Londra è parte dell’Unione europea, ma non ha aderito all’euro. Eppure questo non ha impedito al piano del premier Gordon Brown di fare da battistrada al “modello” di riscossa europeo. Un premier fino a poco tempo fa schiacciato, mediaticamente, dall’immagine del predecessore Tony Blair, ma che ha trovato i concetti giusti per un momento storico senza precedenti: senso del lavoro, assunzione responsabile dei rischi, «mercati che lavorano nell’interesse pubblico riflettendo i valori che tutti condividiamo».

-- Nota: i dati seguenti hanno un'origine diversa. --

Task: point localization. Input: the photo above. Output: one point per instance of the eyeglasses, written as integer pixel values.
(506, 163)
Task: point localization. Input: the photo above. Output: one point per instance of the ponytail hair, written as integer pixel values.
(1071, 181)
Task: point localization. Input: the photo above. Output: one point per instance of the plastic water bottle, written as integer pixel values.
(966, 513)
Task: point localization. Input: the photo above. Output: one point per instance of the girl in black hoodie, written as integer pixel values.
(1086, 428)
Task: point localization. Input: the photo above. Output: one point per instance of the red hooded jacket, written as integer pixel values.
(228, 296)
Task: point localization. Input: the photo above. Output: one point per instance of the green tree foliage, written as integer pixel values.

E andrà pure sottolineato che Paesi come Francia e Italia (con i loro Presidenti dipinti spesso come poco influenti o, peggio, inconcludenti) hanno svolto nella circostanza un ruolo decisivo. In tutta Europa, a partire dalla “capitale” Bruxelles, si è pensato in prima battuta a come non sprofondare in una recessione da brividi. Non “costi quel che costi”, ma di sicuro sapendo che alla fine un costo dovrà essere stato pagato. Del resto, il Patto di stabilità era anche, formalmente, “di crescita”. Ma pochi lo ricordano.